3. Adjudication method (e.g., 2+1, 3+1, none) for the test set

   • For the Method Comparison (Clinical Samples), the samples were "blind labeled and compared to GC/MS results." The results from the three "Viewer" (laboratory assistants) were individually recorded and compared to the GC/MS. There is no explicit "adjudication method" described where multiple human readers' opinions are combined to form a consensus before comparison to ground truth. Instead, individual human readings (referred to as "Viewer A, B, C") were directly compared to the GC/MS ground truth.
   • For the Lay-User Study, each participant interpreted their own test and results were compared to GC/MS. No adjudication method among lay users is mentioned.

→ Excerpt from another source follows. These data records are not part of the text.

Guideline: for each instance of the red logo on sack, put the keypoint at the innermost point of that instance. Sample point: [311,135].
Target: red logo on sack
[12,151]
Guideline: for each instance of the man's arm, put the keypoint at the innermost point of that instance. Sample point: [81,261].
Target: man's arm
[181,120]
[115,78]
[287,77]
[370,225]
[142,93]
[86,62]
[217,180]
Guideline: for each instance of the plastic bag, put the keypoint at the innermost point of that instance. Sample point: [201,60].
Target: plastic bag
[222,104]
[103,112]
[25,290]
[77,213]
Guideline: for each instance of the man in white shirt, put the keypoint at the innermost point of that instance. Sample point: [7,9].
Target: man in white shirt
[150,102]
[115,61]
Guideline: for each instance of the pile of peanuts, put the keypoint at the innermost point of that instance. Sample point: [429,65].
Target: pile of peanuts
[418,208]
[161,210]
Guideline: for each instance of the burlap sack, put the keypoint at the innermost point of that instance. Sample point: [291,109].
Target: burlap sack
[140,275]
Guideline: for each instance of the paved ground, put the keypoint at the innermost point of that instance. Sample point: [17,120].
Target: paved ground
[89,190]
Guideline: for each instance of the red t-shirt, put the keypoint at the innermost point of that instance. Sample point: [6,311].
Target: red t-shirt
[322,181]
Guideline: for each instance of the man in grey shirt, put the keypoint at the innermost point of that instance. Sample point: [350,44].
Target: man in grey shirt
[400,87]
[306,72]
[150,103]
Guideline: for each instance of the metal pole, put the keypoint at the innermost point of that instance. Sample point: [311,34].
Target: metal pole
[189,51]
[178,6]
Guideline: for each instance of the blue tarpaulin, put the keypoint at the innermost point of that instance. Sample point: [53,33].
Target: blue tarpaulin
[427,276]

4. If a multi reader multi case (MRMC) comparative effectiveness study was done, If so, what was the effect size of how much human readers improve with AI vs without AI assistance

   • This document describes the performance of immunochromatographic assay devices for drug detection, which are qualitative diagnostic tests, not AI-powered image analysis tools.
   • Therefore, an MRMC comparative effectiveness study comparing human readers with and without AI assistance was NOT performed or applicable for this device type. The "Viewers" mentioned in the method comparison are human operators reading a physical test strip/cassette/cup/dip card.

5. If a standalone (i.e. algorithm only without human-in-the loop performance) was done

   • This device is an immunochromatographic assay. It is a physical test that produces a visual result (colored lines) which is then interpreted by a human. There is no "algorithm only" performance component. The device's performance is intrinsically linked to human interpretation of its visual output.
   • The closest to "standalone" performance are the analytical studies (precision, cut-off, interference, specificity) where the chemical reaction and visual readout are evaluated, but even then, a human reads the result.

6. The type of ground truth used (expert consensus, pathology, outcomes data, etc)

   • The primary ground truth used for all performance evaluations (precision, cut-off, interference, specificity, method comparison, lay-user study) was GC/MS (Gas Chromatography/Mass Spectrometry). This is a highly accurate analytical measurement of drug concentration.

7. The sample size for the training set

   • This document describes the performance evaluation of a rapid diagnostic test (immunochromatographic assay). These types of tests are typically developed through chemical and biological engineering, not through machine learning models that require "training sets" in the computational sense.
   • Therefore, there is no "training set" sample size listed in this context.

8. How the ground truth for the training set was established

   • As there is no "training set" for a machine learning model, this question is not applicable to the described device.